WELKOM, South Africa -- Thousands of disgruntled mineworkers laid down their tools one Wednesday night in March 2005, and in the eight days they were on strike, one of the darkest secrets of South Africa's gold mining industry spilled into the light.

Thin, thirsty men lacking company ID cards began straggling out of the shafts, their eyes blinking from the sting of the sun. They were gold pirates, illegal miners who spend months at a time in conditions so unforgiving that, when one dies of exhaustion or poisonous mine gases, his body is simply left in the shaft with a note listing his name and next of kin.

And though the pirates are notoriously resourceful and violent -- they have been known to roll a grenade fashioned out of mine explosives at those who pursue them -- they are dependent on the help of legitimate miners, who for a cut of the profits smuggle food in and gold out, police officials say.

The strike cut that lifeline, driving 140 men to the surface and into the arms of waiting police.

Estimates vary sharply of the value of the gold that pirates steal each year, but in November the Institute for Security Studies, a Pretoria research group, calculated the number at $250 million a year. Police here in Welkom, in the heart of South Africa's gold fields region, put the figure even higher.

"They say crime don't pay," said Capt. Neels van der Merwe, the beefy, shaggy-haired head of South Africa's largest precious-metals police task force. "But this crime pays."

More than 1,300 arrests have been made related to gold piracy in the past two years, police officials say. Yet at least several hundred more of the miners remain at large, willing to endure inhuman conditions for earnings 10 times higher than what an average South African earns from legitimate work.

The money is hard to beat in a country where one out of four workers cannot find a job.

The pirates pay bribes of about $200 to security guards and other legitimate employees to go down shafts, then stay underground for months at a time. Without safety equipment, they are vulnerable to lethal -- and potentially explosive -- mine gases. Smoking cigarettes is common, in flagrant violation of mine safety rules.

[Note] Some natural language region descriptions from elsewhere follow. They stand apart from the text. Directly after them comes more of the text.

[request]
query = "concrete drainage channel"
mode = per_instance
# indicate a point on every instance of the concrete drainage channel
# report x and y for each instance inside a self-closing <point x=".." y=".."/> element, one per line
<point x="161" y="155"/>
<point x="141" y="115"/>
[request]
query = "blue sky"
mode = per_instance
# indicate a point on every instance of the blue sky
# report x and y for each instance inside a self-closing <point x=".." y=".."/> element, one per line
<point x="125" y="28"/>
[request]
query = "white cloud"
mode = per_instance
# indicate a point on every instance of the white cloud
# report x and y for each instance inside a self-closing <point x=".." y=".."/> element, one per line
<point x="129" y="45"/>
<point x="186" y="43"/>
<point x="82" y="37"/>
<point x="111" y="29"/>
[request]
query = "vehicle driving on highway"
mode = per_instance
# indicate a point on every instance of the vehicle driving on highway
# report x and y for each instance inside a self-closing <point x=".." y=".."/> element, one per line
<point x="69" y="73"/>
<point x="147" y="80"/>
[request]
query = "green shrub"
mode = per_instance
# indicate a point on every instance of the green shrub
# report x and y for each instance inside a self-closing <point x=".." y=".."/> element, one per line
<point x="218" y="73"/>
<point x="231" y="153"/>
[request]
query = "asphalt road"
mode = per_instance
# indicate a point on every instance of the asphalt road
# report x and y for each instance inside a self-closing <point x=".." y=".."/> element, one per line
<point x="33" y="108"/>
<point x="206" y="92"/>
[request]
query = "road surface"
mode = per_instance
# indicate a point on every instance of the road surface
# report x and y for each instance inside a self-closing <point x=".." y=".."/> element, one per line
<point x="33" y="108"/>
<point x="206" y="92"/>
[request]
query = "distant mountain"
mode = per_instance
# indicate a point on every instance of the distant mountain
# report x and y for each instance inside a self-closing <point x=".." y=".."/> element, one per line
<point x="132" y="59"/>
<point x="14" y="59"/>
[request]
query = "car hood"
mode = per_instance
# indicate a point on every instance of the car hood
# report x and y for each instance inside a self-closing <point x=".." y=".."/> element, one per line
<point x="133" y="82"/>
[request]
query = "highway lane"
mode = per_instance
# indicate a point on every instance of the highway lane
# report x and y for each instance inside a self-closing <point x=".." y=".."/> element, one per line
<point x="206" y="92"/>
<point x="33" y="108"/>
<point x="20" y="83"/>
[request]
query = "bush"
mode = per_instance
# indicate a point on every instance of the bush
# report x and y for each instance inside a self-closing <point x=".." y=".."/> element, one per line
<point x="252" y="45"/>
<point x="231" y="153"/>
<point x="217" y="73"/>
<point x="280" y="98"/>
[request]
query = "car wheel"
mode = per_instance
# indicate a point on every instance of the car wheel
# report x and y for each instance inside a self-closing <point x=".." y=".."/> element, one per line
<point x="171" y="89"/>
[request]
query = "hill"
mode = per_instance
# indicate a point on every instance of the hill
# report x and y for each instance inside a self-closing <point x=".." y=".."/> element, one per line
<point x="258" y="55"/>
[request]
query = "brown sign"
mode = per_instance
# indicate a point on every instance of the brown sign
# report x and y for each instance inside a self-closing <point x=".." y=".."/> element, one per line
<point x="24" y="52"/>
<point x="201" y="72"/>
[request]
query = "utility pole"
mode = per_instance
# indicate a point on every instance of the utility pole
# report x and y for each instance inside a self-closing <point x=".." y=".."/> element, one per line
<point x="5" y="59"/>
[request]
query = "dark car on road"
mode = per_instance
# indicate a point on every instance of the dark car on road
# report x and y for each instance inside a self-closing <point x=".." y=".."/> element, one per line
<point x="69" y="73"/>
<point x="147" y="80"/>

"They can blow up the whole mine and kill a lot of people," said Michael J. Fryer, an assistant police commissioner who oversees the national police effort against gold piracy, speaking from his office in Pretoria. "I think it's a matter of time before we're going to have something happen down there."

At least as dangerous is mercury, a toxic, silvery liquid that many pirates use to process the gold down to a form that's easily smuggled to the surface.

While still underground, many of the pirates put their mined rocks into a penduka -- a makeshift, hand-cranked tumbler made of a used metal gas tank -- along with iron balls that crush the material to a sand-like consistency.